Contrefaçon de photographies

Droits photographiques : YSL condamnée à 600 000 euros | 20 juillet 2020

Attention à parfaitement respecter la durée de cession des droits photographiques, le silence du photographe ne valant pas renonciation à ses droits, y compris pour les exploitations d’archives photographiques sur le site internet du cessionnaire.

Dépassement de cession de droits photographiques

Un styliste et photographe qui a assuré le conseil et la direction de la création et de l’image de la société Yves-Saint-Laurent (YSL), a obtenu la condamnation de cette dernière pour contrefaçon de ses droits. Le site internet ysl.com lancé en 2012 reproduisait des clichés du photographe, sans renouvellement des droits consentis pour un usage de 2 ans.

Périmètre de la cession consentie

Les contrats conclus entre les parties reconnaissaient clairement sans qu’il y ait lieu à interprétation, que les droits d’auteur sur les prestations réalisées dans le cadre de la mission de direction de la création et de l’image appartenaient à la société YSL à l’exception des droits relatifs à la création photographique ou cinématographique qui appartiennent au photographe.

Le photographe reprochait à la société YSL d’avoir maintenu sans son accord au-delà de la durée convenue la reproduction, la diffusion et la représentation des oeuvres photographiques et vidéos composant les campagnes en cause. Le contrat initial sur les prestations photographiques prévoyait que si la société YSL souhaite des utilisations d’images à fins anthologiques, il conviendra de convenir de conditions particulières avec le photographe.  Les facturations des prestations mentionnaient systématiquement et exclusivement « Photographer Fees/usage / 2 years », soit pour un usage de deux ans, ce qui ne laissait aucunement supposer que la société YSL disposait d’un quelconque droit d’usage au-delà de cette durée.

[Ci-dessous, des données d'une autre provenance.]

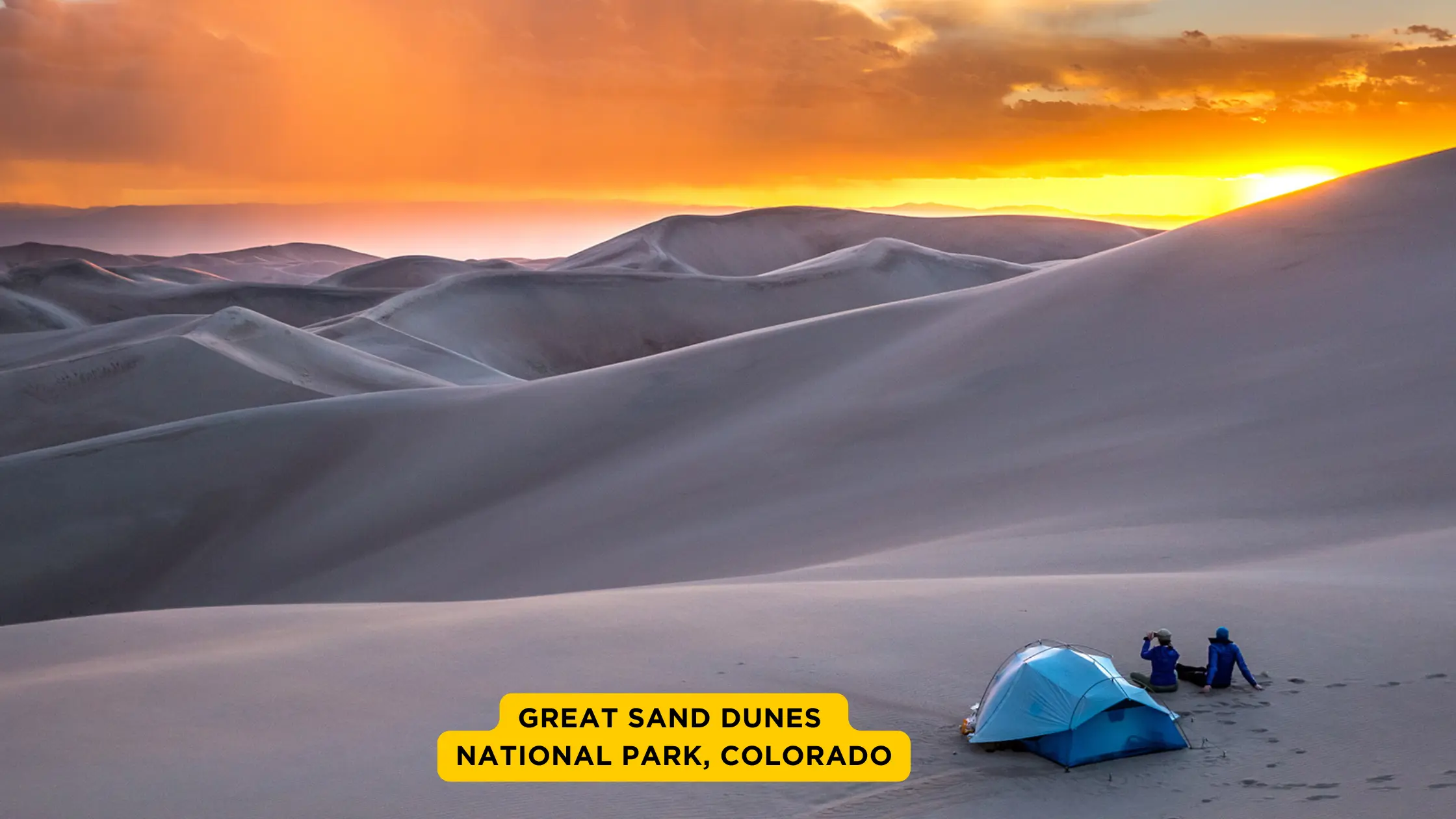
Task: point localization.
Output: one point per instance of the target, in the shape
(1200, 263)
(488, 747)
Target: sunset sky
(1102, 107)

Exploitation d’archives photographiques

Enfin, la rubrique archive du site de la société YSL s’insère dans un site qui a pour fonction essentielle la vente en ligne des articles proposés. Elle est dès lors nécessairement perçue par l’internaute acquéreur potentiel de ces produits comme une information valorisant ces articles et la marque commerciale, lui permettant d’appréhender l’univers de l’offre de vente et ayant ainsi une finalité commerciale, même si elle fait l’objet de peu de vues. Or il n’était pas rapporté la preuve par la société YSL qu’un tel usage a été autorisé sans rémunération au-delà d’une durée de 2 ans.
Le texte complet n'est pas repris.